With the money raised from the screenings, they plan to sponsor a winter vacation for 20 children studying in Mussoorie schools like the Central School and Tibetan Homes School. It is part of the drive started by the Ex-Mussoorie Association, the alumni of Mussoorie schools, who last year sponsored the winter vacation of 10 school children.
'The children were escorted to Kathmandu, where they were taken to the homes of members of Ex-Mussoorie and had outings and all the treats children the world over desire - ice-cream, trips to the zoo, movies,' Wangdu told Phayul.com. 'We hope to continue this mission.'
'Karma' is an apt selection as it is also about journeys. A novitiate from a nunnery in Mustang, a remote mountainous district in northern Nepal that was once part of the ancient Tibetan kingdom, goes to the capital and also travels from unworldliness to knowledge.

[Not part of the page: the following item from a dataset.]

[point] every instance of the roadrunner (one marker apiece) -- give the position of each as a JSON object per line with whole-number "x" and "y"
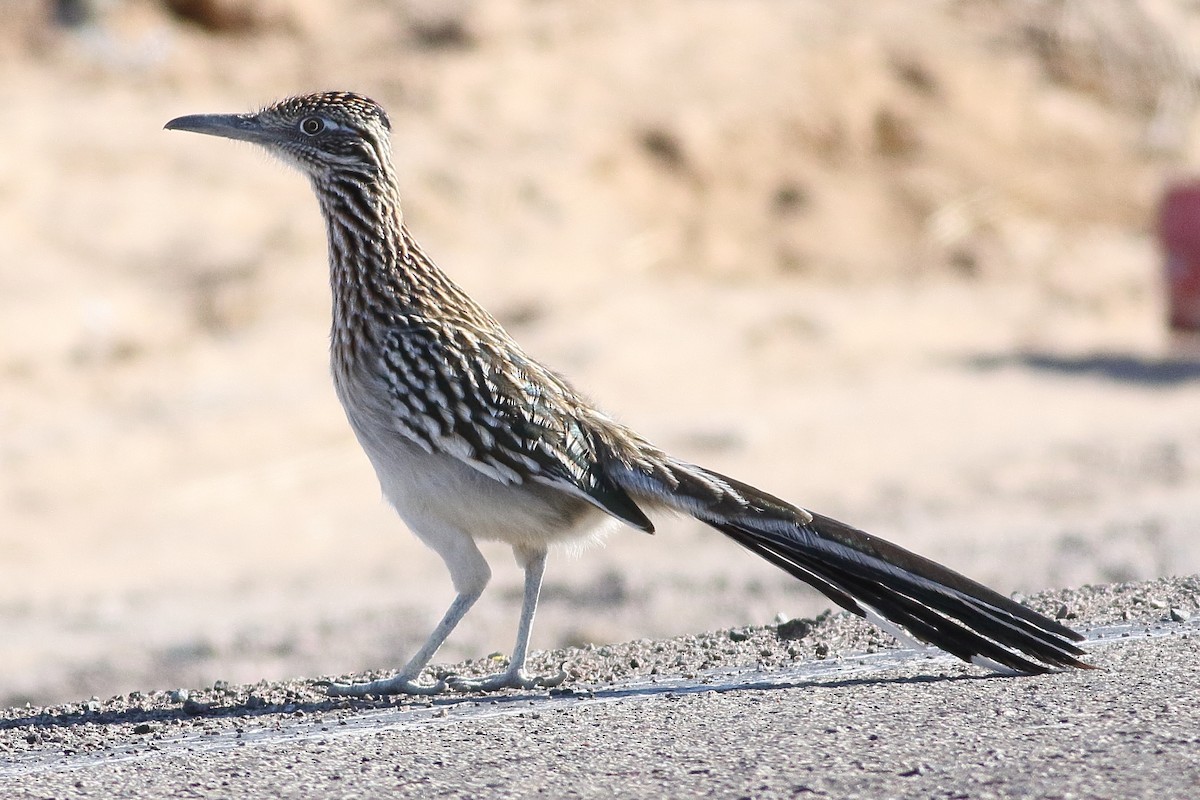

Sherpa was inspired to make the film after a Buddhist monk friend told him a real-life incident about how a monastery lent money to a businessman and had difficulty in trying to recover it. In his version, as the senior-most nun lies on her death bed, the nunnery wants to perform a grand prayer ritual to help her reincarnation. So Karma, a nun, is sent to Kathmandu to track down the businessman with links to brothels and other shady deals.
'Karma' is yet to be released in Nepal, where the film industry, known as Kollywood, prefers to make films patterned on Bollywood, India's Hindi film industry, with its song and dance formula.
The film would have a charity screening in the capital Thursday, after which Sherpa is keeping his fingers crossed for an October release.